Sergio miró a su hermano de soslayo, y lo admiró una vez más. Y, una vez más, lo admiró en silencio. Después, su mirada regresó a las lápidas. Las caras de sus padres lo contemplaron desde una fotografía. Quiso decirles algo. Quiso decirles tantas cosas… Después, su mirada se perdió entre las flores con las que su hermano adornaba las dos tumbas. Al verlas, estuvo a punto de decir algo que se le acababa de ocurrir, pero otra idea se cruzó en su camino.
—Me gustaría ir al piso de José —dijo a su hermano.
Marcos dio un respingo.
—¿A qué viene eso?
—Hay algo que no acabo de entender —respondió Sergio—. ¿Por qué hizo aquel gesto ante Estrada que le costó el disparo?
—No lo sé —confesó Marcos—. Pero, si quieres ir al piso, lo tienes fácil.
—¿Ah, sí? —Sergio lo miró estupefacto.
—Tengo una llave. Guazo tenía también una de mi piso, por si surgía alguna emergencia.
Marja estaba particularmente bella aquella noche. Su melena pelirroja caía sobre sus hombros dibujando unos rizos que la asemejaban aún más a su hermana Jasmina. Sergio sintió una vez más una punzada de celos al ver a Diego y a su novia mirarse con complicidad.

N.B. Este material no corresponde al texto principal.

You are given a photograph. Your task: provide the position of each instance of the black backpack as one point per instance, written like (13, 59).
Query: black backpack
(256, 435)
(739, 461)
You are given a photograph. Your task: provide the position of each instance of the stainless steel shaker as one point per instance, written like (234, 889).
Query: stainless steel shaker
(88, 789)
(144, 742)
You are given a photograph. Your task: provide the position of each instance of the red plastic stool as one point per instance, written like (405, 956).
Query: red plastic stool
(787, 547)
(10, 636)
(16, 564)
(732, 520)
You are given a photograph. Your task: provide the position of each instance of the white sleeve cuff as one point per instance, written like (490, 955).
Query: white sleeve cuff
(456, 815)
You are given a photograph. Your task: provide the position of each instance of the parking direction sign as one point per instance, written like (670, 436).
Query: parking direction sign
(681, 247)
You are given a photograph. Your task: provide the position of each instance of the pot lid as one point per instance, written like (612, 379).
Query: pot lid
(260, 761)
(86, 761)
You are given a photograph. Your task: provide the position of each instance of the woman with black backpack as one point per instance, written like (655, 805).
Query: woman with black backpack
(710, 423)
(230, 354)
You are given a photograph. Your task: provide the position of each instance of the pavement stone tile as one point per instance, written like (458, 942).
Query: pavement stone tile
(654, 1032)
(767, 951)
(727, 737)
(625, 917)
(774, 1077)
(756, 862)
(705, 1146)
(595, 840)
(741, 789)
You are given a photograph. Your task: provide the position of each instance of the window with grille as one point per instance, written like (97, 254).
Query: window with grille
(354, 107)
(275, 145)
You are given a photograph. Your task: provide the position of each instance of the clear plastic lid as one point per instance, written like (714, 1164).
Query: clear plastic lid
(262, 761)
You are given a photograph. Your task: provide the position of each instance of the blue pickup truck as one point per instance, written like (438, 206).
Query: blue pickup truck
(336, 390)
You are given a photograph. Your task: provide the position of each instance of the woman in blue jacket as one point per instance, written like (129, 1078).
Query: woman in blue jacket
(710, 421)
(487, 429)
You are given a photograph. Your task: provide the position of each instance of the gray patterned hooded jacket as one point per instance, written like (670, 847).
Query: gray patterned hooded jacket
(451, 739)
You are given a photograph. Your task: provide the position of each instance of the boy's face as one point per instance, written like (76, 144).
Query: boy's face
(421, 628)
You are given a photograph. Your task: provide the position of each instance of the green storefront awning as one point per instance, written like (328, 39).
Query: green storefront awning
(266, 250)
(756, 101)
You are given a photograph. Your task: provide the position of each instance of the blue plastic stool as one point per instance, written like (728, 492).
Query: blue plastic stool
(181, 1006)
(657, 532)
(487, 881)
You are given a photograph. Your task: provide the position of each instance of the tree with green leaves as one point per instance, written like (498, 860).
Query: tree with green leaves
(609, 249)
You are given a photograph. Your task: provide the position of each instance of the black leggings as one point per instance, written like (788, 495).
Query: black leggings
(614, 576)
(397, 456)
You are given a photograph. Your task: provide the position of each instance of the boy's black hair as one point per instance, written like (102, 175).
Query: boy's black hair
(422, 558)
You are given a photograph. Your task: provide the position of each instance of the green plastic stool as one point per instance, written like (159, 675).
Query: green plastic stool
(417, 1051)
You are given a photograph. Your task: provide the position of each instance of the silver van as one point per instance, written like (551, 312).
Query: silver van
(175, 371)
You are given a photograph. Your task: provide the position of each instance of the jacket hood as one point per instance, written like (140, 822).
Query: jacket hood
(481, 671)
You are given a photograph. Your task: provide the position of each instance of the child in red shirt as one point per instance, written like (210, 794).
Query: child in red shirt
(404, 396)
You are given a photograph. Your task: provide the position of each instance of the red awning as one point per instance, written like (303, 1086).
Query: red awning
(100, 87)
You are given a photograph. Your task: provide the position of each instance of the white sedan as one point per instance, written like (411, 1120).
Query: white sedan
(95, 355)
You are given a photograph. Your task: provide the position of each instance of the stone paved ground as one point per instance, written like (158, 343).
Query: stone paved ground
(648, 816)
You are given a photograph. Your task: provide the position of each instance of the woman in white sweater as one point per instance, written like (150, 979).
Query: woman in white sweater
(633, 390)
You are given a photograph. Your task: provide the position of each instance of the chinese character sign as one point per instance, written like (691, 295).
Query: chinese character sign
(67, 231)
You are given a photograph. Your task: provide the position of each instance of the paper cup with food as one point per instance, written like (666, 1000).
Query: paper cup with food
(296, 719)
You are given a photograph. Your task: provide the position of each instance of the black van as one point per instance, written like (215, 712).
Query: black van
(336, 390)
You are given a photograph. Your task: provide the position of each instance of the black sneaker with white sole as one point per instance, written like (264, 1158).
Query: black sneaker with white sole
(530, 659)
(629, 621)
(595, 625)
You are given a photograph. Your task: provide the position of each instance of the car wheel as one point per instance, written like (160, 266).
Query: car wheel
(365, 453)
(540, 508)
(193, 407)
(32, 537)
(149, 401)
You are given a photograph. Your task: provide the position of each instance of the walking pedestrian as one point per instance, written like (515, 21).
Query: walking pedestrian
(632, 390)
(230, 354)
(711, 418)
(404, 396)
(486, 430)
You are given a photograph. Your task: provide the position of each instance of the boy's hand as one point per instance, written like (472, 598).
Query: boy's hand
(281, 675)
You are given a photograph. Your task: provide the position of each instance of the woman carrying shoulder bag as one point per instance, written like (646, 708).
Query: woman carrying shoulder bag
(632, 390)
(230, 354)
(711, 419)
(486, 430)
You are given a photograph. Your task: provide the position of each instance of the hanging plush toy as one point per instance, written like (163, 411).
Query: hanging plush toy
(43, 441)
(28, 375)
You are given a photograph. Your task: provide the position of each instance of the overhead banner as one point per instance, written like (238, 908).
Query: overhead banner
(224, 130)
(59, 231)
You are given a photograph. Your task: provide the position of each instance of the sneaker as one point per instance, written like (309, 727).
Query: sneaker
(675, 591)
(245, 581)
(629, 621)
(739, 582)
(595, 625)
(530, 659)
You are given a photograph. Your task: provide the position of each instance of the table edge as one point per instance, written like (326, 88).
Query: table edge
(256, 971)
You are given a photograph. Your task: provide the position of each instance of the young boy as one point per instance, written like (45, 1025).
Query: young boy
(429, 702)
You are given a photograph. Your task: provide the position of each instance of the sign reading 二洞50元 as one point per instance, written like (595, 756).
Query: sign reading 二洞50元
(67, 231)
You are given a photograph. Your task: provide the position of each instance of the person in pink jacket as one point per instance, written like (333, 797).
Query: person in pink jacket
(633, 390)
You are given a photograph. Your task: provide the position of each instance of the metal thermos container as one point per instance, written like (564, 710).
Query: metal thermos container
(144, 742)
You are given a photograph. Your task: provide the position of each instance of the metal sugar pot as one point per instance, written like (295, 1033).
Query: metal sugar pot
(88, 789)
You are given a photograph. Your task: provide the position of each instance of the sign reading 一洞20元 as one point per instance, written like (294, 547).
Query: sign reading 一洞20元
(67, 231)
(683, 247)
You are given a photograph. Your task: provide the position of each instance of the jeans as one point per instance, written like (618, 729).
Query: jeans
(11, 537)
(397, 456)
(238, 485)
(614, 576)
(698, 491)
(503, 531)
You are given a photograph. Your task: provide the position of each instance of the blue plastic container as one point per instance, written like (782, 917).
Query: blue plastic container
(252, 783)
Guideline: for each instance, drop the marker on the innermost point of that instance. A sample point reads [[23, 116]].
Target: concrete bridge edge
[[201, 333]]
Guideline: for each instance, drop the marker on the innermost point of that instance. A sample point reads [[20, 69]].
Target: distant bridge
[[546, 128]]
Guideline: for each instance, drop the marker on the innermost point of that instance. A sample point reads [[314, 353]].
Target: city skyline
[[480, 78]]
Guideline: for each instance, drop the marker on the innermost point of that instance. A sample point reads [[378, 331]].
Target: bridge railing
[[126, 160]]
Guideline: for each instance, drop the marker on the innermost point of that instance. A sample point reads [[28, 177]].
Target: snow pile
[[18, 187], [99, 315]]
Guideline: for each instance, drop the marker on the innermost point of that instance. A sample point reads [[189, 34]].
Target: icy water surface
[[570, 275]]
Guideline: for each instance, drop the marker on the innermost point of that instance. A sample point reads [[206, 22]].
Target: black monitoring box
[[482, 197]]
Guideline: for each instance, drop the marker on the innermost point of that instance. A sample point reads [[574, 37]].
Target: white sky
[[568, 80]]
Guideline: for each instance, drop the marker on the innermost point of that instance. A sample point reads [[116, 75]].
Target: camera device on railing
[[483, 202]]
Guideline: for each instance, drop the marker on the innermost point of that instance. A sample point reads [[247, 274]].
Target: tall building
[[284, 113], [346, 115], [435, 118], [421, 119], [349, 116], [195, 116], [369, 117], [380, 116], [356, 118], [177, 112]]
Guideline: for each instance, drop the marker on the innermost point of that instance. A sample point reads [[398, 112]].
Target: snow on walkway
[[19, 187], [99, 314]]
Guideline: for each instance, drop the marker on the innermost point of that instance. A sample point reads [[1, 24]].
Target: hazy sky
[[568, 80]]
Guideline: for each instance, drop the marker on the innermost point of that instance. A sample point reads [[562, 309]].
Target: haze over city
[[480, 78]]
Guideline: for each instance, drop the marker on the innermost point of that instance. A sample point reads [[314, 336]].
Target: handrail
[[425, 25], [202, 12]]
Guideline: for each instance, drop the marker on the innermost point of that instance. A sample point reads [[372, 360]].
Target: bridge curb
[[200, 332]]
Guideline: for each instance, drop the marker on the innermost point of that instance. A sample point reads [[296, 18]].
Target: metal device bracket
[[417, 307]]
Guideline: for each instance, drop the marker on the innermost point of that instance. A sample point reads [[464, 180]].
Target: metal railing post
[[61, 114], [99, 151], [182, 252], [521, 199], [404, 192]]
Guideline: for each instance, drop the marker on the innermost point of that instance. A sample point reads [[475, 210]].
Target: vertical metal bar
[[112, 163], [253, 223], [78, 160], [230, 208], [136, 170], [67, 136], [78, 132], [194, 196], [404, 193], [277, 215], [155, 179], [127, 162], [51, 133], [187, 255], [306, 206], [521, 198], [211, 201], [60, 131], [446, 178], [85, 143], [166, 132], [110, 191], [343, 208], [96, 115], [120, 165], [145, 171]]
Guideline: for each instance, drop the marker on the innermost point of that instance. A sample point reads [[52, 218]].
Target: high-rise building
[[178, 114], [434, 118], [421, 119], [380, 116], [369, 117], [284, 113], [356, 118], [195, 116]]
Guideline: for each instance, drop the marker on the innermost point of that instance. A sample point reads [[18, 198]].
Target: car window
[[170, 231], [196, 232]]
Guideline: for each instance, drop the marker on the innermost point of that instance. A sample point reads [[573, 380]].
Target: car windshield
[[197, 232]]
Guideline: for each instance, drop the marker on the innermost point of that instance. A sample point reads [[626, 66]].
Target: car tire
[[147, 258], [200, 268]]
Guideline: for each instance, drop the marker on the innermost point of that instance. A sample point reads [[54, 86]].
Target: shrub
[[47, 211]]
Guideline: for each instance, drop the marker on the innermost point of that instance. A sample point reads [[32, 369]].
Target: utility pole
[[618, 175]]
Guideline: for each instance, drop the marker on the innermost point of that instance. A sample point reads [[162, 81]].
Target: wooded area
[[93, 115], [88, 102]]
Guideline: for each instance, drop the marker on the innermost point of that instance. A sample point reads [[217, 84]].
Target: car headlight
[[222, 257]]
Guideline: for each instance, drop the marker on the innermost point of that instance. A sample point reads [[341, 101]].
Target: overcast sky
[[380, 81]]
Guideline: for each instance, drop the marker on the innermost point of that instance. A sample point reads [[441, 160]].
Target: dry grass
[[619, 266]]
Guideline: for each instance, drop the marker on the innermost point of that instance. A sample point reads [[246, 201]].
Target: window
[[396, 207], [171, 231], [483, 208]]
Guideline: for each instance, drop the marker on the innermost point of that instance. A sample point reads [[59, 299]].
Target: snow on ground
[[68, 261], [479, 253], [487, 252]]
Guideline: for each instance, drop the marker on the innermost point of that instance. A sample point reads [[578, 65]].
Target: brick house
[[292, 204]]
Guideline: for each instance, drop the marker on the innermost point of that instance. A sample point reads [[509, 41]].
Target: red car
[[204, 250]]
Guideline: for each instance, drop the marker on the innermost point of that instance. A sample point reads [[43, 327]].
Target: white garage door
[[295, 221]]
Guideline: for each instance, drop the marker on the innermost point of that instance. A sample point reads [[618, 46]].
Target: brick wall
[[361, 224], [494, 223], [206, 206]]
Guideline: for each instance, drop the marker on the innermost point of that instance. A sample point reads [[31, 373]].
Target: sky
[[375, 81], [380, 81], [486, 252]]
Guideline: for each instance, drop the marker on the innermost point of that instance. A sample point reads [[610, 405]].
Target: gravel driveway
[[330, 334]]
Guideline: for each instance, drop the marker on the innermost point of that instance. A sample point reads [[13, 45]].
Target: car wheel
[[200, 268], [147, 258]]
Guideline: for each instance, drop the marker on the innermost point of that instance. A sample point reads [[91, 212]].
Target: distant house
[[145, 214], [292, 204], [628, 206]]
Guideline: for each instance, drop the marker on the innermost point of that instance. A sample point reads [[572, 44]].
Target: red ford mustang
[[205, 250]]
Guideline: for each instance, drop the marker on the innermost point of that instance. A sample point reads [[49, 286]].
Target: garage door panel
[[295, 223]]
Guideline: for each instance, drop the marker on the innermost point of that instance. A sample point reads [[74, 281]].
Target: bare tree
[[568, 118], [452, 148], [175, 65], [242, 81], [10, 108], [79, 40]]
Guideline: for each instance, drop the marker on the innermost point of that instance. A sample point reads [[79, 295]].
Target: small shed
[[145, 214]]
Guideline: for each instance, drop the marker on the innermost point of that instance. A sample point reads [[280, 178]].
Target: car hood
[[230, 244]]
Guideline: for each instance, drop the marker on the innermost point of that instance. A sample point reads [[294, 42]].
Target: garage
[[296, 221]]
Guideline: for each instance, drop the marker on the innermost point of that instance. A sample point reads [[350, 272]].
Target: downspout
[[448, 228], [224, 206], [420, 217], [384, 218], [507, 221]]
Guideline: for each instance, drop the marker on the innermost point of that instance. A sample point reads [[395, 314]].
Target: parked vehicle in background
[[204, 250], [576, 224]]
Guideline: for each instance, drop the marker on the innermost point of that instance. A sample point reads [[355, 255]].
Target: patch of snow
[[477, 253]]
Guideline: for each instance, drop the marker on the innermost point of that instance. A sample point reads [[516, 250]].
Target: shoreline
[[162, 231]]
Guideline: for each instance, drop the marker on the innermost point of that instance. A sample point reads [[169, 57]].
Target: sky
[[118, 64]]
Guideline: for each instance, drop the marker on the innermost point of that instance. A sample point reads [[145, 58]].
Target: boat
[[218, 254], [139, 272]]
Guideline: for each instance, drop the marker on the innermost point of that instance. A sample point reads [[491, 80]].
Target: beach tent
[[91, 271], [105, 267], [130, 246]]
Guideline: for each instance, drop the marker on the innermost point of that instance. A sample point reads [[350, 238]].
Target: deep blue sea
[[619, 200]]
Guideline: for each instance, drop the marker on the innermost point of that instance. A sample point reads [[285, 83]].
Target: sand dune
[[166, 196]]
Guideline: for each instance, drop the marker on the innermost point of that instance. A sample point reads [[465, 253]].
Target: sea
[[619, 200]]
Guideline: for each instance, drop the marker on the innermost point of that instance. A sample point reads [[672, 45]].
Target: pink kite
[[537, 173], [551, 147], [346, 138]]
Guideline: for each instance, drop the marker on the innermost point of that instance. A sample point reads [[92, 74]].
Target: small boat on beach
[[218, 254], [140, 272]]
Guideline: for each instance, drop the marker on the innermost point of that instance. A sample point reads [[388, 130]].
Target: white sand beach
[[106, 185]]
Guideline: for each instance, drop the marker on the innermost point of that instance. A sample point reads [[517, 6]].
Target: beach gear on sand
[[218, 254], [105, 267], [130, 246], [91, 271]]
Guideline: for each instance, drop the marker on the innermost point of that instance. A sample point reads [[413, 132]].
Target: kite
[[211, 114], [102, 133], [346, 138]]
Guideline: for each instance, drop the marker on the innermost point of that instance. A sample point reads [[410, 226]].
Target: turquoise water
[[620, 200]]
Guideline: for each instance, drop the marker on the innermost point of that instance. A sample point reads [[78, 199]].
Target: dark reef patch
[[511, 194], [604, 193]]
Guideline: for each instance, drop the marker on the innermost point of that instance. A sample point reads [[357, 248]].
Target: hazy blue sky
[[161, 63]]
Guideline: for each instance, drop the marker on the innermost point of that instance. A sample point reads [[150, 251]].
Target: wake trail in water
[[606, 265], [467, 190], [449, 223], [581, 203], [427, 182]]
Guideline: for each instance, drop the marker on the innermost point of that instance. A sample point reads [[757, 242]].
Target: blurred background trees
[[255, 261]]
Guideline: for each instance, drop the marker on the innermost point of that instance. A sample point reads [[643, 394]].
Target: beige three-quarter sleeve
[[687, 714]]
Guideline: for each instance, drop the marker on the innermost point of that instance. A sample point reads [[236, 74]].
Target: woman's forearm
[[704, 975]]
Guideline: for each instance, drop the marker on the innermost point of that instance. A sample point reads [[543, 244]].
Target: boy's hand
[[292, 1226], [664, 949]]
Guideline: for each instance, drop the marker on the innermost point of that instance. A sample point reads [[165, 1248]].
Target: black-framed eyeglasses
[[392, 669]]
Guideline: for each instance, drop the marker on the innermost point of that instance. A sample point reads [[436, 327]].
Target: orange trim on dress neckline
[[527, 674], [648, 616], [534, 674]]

Él también podría disfrutar de una relación así, pero, bien por cobardía o por puro egoísmo, había dejado pasar la oportunidad de compartir con Cristina momentos como los que ahora envidiaba.
A pesar de que estuvo a punto de hacerlo, finalmente no había llamado a Cristina. No se atrevió. No le pareció lógico que, un mes después de haber sido incapaz de comprometerse con ella en nada, apareciera ahora proponiéndole acompañarlo a una cena de amigos.
La velada fue agradable. Diego y Marja se habían esforzado para agasajar a los hermanos Olmos. Pero Marcos, como ya había observado Sergio en otras ocasiones, comió muy poco.